El encanto de la parrillada
Envejecí en una isla estrecha y larga cantada por los poetas, venerada por sus habitantes, admirada por los extranjeros y codiciada por muchos. Nací y cursé mi adolescencia en los campos de este territorio caribeño. Ahora en el norte frío a principio de marzo la nostalgia invade con ahínco al espíritu. Acostumbrado a las vicisitudes llevo la memoria a mis mejores recuerdos y convierto en positiva mi emoción. Y he ahí que me llegan las imágenes del cerdo asado en púa en el patio de la casa. Lo mejor sucedía el 24 de diciembre. Ya al medio día debía estar muerto, limpio y empalado. El hoyo, bajo el nivel de la tierra, un poco más grande que el animal estaba lleno de carbón. Dos orquestas en cada extremo serían el soporte de la vara. Alrededor de las seis de la tarde empezaba la faena de darle vueltas lentamente sobre las brazas. Dentro del hogar la gente se animaba con música de las orquestas y conjuntos tradicionales. El ron calentaba los cuerpos en el fresco diciembre.

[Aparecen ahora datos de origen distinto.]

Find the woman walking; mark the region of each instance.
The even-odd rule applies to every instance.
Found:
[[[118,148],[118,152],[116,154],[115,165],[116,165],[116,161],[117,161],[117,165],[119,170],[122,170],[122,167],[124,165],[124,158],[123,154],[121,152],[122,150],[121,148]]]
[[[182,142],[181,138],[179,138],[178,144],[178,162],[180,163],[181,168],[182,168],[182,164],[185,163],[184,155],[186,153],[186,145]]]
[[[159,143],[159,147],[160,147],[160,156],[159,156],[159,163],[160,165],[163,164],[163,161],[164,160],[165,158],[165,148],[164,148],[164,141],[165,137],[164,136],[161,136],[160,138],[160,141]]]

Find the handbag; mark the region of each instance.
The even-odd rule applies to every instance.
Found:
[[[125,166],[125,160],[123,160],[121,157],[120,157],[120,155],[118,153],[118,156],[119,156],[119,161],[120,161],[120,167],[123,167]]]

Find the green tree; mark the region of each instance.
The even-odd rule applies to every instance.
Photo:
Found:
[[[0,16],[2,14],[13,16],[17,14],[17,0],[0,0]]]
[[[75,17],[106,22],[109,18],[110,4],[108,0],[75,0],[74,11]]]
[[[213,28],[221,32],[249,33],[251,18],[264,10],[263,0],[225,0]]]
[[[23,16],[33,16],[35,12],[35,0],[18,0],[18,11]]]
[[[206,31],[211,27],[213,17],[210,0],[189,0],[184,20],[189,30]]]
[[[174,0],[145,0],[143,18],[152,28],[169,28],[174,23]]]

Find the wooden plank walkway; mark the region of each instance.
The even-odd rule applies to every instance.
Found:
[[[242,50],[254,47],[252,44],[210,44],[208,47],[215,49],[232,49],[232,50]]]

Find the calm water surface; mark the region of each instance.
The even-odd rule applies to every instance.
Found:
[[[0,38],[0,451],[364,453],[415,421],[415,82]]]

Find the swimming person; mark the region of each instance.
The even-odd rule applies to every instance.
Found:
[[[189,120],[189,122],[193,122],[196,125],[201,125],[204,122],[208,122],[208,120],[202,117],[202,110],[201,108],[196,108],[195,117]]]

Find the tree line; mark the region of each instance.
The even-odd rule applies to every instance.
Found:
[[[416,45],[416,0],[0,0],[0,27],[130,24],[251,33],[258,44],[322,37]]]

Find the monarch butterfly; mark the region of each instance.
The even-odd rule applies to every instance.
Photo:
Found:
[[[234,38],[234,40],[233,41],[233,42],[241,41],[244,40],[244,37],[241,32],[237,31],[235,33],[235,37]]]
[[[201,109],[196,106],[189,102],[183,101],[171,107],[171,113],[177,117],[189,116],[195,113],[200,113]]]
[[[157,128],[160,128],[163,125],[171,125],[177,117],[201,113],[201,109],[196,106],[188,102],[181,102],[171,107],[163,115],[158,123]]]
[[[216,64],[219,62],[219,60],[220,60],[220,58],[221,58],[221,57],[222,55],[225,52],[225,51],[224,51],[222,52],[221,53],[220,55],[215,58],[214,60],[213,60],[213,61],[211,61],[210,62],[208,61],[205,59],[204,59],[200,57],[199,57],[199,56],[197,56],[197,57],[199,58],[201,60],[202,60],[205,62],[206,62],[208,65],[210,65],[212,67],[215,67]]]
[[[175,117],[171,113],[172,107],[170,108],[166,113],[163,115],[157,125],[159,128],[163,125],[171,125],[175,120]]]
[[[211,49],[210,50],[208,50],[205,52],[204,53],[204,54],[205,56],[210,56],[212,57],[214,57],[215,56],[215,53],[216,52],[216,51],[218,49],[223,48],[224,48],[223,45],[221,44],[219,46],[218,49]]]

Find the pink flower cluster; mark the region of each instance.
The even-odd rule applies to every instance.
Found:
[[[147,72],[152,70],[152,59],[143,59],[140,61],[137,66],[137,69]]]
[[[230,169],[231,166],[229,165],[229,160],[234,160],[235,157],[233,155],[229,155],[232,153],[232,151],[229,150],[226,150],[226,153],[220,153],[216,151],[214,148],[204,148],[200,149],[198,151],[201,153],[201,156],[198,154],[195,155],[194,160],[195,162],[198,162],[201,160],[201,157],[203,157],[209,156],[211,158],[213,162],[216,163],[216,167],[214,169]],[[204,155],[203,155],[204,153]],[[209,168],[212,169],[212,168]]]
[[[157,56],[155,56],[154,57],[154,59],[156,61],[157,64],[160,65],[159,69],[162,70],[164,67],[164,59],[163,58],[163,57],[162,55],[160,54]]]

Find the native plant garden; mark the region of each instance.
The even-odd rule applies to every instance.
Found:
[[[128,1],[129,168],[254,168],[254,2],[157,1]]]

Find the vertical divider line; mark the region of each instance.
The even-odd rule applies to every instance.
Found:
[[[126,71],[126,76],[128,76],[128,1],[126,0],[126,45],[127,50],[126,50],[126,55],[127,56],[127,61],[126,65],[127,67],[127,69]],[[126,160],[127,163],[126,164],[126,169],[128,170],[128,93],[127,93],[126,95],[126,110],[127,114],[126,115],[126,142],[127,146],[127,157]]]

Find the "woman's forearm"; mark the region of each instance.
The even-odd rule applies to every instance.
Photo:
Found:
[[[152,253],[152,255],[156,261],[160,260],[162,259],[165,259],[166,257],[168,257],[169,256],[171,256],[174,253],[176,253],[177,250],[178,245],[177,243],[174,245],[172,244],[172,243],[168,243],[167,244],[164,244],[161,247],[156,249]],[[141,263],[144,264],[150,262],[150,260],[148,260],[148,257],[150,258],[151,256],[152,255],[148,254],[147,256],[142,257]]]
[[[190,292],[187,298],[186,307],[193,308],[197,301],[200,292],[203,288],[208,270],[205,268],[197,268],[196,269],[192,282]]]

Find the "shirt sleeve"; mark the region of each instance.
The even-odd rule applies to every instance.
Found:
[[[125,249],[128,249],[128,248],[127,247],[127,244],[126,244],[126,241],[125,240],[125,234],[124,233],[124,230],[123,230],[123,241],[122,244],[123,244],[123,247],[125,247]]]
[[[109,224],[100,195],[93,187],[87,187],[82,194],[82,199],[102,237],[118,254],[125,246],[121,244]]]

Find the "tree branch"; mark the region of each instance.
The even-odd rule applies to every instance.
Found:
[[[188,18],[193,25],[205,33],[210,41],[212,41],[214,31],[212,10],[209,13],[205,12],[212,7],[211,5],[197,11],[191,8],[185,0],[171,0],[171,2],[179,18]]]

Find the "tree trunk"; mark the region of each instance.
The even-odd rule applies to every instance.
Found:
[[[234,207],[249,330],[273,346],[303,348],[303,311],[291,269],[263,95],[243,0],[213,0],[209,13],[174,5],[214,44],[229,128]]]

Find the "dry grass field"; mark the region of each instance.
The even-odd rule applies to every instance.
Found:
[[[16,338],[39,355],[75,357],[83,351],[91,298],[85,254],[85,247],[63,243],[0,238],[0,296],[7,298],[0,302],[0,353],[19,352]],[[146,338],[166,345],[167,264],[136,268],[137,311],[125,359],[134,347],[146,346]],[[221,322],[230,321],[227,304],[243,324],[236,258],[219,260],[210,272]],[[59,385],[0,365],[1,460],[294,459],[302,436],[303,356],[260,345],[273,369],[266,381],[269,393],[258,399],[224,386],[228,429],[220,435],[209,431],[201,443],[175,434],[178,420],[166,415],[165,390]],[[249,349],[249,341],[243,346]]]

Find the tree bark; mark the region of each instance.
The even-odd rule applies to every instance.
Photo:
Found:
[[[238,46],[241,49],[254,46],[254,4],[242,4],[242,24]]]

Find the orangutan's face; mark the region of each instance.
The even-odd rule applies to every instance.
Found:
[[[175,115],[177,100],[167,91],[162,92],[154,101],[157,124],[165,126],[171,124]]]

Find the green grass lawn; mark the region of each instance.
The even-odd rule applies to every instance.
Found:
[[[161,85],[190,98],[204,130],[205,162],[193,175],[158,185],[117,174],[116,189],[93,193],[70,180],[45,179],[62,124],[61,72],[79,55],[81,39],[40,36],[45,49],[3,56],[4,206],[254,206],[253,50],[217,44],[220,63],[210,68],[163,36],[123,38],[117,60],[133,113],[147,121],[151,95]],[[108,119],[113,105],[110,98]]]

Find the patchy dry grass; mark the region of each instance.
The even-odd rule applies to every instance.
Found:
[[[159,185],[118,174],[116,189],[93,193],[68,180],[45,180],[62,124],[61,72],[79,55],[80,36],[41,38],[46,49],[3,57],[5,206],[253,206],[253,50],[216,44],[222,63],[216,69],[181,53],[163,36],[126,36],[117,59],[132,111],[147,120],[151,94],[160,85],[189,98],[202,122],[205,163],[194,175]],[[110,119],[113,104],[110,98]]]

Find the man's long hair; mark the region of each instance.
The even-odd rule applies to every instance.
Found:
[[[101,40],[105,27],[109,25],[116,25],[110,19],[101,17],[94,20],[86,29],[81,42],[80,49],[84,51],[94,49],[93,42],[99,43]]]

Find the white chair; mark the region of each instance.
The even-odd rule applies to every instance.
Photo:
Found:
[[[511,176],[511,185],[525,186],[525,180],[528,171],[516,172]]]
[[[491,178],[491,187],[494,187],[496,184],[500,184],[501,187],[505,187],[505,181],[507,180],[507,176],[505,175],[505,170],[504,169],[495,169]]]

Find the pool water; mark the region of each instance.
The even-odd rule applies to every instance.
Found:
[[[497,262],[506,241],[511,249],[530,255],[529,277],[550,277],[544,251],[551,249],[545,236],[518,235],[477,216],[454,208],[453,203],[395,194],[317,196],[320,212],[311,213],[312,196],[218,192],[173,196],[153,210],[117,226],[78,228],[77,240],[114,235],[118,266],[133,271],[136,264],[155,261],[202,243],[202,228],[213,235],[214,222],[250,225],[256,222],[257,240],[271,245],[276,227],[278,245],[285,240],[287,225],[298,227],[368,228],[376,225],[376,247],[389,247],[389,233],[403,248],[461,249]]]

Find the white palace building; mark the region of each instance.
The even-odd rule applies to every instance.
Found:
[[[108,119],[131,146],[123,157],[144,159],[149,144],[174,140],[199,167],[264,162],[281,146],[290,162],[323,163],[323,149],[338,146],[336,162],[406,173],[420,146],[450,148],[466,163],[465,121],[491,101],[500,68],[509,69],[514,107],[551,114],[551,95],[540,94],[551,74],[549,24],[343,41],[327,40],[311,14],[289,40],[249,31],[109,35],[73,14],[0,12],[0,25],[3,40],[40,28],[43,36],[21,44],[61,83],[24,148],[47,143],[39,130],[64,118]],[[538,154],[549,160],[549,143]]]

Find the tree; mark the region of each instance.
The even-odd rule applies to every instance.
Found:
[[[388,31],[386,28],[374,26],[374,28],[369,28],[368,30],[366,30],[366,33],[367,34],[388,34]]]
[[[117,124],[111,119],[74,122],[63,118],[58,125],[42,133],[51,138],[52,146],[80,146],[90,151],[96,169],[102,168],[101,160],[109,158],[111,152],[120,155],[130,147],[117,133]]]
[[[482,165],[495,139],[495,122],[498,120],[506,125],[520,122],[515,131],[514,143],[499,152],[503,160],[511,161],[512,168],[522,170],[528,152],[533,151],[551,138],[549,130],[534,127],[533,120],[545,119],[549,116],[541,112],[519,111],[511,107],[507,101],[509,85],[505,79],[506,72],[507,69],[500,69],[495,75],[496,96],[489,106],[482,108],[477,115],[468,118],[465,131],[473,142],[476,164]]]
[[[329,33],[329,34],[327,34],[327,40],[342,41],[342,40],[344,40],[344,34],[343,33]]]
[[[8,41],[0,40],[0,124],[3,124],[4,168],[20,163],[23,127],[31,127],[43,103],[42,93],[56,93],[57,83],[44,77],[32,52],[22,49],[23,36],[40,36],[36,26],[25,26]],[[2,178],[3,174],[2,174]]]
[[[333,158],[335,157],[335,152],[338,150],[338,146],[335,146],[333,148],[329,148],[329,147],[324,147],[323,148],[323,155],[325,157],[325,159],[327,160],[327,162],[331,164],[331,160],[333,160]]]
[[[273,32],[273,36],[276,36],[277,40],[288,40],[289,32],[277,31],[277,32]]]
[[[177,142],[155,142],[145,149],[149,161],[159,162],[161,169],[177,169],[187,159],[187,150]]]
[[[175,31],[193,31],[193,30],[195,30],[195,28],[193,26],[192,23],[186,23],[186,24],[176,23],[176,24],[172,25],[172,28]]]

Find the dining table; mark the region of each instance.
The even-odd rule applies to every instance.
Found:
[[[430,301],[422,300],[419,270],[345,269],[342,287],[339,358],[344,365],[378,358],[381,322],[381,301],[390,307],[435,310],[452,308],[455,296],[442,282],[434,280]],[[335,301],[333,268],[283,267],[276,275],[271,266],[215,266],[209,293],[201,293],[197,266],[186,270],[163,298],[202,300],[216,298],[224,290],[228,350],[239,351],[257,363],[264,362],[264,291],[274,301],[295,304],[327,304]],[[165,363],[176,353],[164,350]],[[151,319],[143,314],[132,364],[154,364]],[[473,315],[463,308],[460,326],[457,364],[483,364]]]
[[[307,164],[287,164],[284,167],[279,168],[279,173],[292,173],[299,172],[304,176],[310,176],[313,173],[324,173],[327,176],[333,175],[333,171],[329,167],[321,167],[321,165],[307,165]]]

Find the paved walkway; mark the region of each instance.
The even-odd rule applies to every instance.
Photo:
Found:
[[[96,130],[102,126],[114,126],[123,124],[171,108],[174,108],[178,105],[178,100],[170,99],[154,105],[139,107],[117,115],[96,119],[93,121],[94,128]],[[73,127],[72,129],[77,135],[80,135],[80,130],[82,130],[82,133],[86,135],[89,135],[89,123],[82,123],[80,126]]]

El asador (mi labor predilecta ese día) podía filosofar allá afuera aunque de vez en cuando tomara con cautela algún trago de aguardiente. El lechón debía quedar bien asado pues era parte del orgullo de cada casa y los vecinos solían visitarse y compartir. Los niños podían incursionar en el sitio donde asábamos y todos aspiraban al rabo como si fuera un bizcocho. Algunas veces se arrancaban las orejas y se les ofrecían de anticipo a los menores. Eran días felices en medio de las penurias y de las noticias del vecino muerto en guerras allende a los mares.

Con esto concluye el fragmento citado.